Last month, the nonpartisan Congressional Budget Office said that raising the federal minimum to $15 per hour by 2025 could increase the pay for millions of workers and lift some 900,000 people out of poverty, but could also cost 1.4 million jobs and grow the deficit by $54 billion.

The four charts below show how the current federal minimum wage in the U.S. level stacks up historically; how the U.S. compares to other countries around the world; what the state minimums are across the U.S.; and which sectors have the highest portion of workers earning minimum wage.

The last time the U.S. raised the federal minimum wage—from $6.55 per hour to $7.25—was in July 2009, as the country was emerging from the Great Recession. That $7.25 rate in mid-2009 would be the equivalent of $8.81 per hour in 2021 dollars. For most of the decades of the 1960s and 1970s, the federal minimum wage was equal to more than $10 per hour in today’s dollars when adjusted for inflation. When the federal minimum was raised from $1.40 to $1.60 per hour in February 1968, it reached the equivalent of $12.24 per hour in 2021 dollars.

Compared to many wealthy countries, the U.S. lags in national minimum wage. Using purchasing power parity (PPP) to adjust the relative value of wages in the 37 member nations of the OECD reveals that the U.S. rate of $7.25 ranks outside the top 10. The minimum wage in Australia, adjusted to U.S. dollars, is $12.60 per hour. In France, it’s $12.10. The rate in Germany, which instituted a minimum wage for the first time in 2015, is equivalent to $11.80 in the U.S.

A $15 minimum wage has already been established in one jurisdiction in the U.S.: the District of Columbia. The minimum hourly rate reached that level in D.C. last June as the final step in a phased increase from $11.50 in 2016 to the $15 mark. Among states, Washington ranks the highest with a mandated minimum of $13.69, followed closely by Massachusetts at $13.50. As of March, a total of 21 states either have a state minimum wage of $7.25 per hour, matching the federal standard, or don’t have a state-mandated minimum (thus defaulting to the federal rate).
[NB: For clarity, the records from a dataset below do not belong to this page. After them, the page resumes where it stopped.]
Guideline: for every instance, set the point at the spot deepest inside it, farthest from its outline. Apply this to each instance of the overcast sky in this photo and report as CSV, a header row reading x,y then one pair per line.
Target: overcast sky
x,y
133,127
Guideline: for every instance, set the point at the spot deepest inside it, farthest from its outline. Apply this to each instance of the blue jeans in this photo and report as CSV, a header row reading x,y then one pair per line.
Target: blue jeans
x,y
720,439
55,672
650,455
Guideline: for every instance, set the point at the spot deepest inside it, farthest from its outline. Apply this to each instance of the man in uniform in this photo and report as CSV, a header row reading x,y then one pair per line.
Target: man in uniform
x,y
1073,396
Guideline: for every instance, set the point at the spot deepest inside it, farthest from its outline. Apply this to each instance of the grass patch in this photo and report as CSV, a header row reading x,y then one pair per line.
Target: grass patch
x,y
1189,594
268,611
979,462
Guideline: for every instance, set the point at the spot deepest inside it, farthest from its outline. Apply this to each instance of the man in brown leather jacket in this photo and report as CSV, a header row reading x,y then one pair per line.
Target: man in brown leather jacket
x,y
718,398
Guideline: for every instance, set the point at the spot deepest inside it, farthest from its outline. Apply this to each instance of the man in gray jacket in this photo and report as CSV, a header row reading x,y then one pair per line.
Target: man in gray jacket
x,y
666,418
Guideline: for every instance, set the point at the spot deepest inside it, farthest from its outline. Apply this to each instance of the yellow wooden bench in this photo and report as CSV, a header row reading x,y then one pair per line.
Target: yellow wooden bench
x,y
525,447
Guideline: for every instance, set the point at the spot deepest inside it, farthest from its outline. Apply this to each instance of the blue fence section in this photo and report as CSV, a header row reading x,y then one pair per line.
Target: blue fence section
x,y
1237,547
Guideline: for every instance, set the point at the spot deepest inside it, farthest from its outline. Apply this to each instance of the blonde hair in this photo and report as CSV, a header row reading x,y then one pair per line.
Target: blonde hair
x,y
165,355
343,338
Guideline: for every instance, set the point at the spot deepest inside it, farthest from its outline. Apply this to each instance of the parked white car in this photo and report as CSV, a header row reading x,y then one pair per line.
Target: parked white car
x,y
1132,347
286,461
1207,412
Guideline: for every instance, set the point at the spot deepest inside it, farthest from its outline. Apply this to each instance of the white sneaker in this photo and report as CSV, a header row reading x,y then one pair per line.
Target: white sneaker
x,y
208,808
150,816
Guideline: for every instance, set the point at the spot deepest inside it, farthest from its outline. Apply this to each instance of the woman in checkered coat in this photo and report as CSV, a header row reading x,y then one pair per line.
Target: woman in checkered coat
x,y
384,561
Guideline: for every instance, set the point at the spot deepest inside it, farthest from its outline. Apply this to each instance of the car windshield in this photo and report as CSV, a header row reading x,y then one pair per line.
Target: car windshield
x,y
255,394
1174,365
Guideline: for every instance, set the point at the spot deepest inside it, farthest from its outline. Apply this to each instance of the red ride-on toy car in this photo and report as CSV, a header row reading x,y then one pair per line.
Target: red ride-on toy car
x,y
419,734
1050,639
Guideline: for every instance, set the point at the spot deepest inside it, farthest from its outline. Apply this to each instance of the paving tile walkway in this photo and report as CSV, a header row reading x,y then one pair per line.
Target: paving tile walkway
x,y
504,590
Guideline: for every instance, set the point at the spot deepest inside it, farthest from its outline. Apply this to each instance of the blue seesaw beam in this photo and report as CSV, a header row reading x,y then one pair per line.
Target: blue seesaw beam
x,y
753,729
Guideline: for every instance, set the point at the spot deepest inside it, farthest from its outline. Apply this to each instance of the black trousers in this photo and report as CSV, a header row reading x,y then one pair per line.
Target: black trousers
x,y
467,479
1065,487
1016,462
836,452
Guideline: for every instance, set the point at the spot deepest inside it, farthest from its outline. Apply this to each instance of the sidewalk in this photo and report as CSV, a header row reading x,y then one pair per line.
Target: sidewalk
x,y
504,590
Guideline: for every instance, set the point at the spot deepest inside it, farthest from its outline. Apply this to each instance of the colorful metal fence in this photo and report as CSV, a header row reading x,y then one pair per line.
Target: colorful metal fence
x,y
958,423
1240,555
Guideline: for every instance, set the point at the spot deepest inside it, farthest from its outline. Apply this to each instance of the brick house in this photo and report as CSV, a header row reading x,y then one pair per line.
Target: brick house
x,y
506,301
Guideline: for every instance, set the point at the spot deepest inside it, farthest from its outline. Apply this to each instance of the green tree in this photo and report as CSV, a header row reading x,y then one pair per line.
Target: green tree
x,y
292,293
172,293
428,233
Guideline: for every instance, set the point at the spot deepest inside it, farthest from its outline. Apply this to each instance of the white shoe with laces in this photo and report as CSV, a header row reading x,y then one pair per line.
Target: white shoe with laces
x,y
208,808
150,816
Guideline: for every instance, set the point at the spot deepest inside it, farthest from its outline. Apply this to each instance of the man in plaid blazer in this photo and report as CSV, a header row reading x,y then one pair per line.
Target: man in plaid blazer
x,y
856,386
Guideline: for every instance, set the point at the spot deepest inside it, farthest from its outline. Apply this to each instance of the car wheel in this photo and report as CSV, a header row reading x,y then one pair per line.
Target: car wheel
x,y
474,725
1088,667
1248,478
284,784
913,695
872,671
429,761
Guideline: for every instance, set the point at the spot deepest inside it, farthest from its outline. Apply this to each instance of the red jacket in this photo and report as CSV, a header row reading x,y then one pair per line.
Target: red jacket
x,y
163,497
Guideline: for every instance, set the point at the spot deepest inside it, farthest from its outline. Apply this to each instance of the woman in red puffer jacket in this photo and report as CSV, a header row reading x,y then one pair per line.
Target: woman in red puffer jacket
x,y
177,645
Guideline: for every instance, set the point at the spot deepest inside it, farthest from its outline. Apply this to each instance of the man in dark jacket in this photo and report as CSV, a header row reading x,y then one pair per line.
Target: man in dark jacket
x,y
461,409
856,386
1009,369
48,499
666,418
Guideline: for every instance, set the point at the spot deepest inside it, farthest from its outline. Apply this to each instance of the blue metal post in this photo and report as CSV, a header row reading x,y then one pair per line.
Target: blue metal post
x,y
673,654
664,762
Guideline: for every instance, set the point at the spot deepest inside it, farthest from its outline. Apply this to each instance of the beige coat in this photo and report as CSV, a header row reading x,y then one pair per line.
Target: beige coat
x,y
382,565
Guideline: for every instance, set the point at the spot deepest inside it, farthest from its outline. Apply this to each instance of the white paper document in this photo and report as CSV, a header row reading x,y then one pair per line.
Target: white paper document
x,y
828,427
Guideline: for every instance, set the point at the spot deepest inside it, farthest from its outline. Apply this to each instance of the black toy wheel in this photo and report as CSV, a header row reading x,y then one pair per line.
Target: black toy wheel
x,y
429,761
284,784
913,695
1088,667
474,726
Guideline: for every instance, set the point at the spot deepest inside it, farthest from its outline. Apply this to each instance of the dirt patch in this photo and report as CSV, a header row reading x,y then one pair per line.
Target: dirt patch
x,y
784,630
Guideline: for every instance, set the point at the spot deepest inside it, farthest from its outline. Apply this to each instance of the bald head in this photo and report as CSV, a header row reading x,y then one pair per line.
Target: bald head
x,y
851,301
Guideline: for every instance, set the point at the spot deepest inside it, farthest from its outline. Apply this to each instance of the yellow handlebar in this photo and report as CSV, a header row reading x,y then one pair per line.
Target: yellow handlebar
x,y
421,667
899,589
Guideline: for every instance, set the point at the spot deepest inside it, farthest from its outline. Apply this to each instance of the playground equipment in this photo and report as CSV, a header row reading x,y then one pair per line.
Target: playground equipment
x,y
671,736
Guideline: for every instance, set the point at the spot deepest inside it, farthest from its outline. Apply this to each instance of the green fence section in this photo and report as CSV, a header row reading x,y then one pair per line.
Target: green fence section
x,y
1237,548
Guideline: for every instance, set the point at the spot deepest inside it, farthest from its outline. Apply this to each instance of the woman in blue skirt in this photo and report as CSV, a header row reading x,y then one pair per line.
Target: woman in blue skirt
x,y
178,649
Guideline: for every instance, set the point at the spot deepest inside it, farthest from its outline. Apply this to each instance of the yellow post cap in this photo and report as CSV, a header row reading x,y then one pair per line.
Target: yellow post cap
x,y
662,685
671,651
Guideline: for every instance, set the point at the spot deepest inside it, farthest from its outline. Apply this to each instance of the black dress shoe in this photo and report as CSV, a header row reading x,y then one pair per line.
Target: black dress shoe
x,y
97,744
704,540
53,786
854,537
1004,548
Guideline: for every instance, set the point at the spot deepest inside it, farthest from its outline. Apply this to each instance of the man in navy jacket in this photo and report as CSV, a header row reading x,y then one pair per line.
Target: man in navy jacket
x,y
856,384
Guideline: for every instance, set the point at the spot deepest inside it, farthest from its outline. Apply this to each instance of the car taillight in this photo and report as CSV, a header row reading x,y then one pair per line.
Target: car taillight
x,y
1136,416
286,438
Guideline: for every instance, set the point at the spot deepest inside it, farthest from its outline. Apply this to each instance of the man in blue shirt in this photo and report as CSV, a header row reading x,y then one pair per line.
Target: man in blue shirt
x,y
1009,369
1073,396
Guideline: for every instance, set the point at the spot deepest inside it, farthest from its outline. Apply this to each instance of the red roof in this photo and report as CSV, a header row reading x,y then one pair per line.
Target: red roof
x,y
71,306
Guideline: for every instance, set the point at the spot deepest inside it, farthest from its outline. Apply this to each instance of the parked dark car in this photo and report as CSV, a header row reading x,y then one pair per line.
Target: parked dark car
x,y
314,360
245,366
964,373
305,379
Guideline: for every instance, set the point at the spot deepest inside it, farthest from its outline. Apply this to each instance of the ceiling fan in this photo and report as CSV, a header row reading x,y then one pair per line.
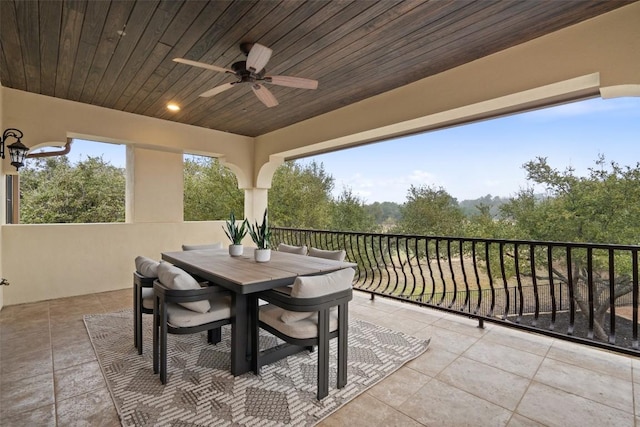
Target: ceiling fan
x,y
252,71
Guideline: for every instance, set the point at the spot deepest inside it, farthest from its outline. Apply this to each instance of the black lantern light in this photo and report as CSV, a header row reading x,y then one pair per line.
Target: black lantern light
x,y
17,150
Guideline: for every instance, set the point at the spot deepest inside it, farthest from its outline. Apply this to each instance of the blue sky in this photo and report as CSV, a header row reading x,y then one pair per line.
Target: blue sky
x,y
478,159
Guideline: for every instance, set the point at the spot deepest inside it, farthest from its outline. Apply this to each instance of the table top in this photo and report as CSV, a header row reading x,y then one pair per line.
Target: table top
x,y
244,275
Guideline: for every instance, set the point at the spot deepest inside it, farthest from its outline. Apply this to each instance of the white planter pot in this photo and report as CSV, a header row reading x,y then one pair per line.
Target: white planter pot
x,y
236,250
262,255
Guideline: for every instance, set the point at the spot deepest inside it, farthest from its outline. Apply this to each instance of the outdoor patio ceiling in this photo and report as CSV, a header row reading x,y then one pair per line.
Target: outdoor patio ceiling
x,y
118,54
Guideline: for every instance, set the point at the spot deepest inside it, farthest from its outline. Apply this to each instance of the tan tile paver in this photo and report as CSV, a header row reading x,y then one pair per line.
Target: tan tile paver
x,y
468,377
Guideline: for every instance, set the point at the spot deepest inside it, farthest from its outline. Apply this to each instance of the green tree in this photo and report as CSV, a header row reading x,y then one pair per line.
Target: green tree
x,y
598,208
300,196
210,190
55,191
431,211
350,214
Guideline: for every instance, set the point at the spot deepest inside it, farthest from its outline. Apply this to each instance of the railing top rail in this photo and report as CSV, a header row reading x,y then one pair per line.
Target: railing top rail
x,y
579,245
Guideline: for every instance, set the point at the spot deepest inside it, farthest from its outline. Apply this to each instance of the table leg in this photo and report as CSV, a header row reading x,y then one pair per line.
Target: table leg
x,y
239,335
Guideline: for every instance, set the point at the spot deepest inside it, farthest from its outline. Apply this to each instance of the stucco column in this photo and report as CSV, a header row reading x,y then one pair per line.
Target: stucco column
x,y
255,202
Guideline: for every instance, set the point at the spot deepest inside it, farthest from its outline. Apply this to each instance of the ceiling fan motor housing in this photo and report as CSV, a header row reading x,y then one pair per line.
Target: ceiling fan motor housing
x,y
240,69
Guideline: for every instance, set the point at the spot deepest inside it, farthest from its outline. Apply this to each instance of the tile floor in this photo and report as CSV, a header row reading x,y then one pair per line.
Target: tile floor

The restaurant sector would be among the industries impacted the most by raising the federal minimum wage. More than half of all workers in cooking and serving jobs in the U.S. earn no more than the federal minimum, according to the Bureau of Labor Statistics. That includes millions of workers, such as waiters and bartenders, who earn tips and are paid a subminimum wage as low as $2.13 per hour. The Biden administration’s proposal to increase the federal rate as part of the stimulus bill would have raised that subminimum rate for tipped workers over a period of years. In a recent letter to congressional leaders, the National Restaurant Association called the effort “the wrong bill at the wrong time for our nation’s restaurants.” But advocates for the $15 minimum rate counter that the time for a national pay hike is now.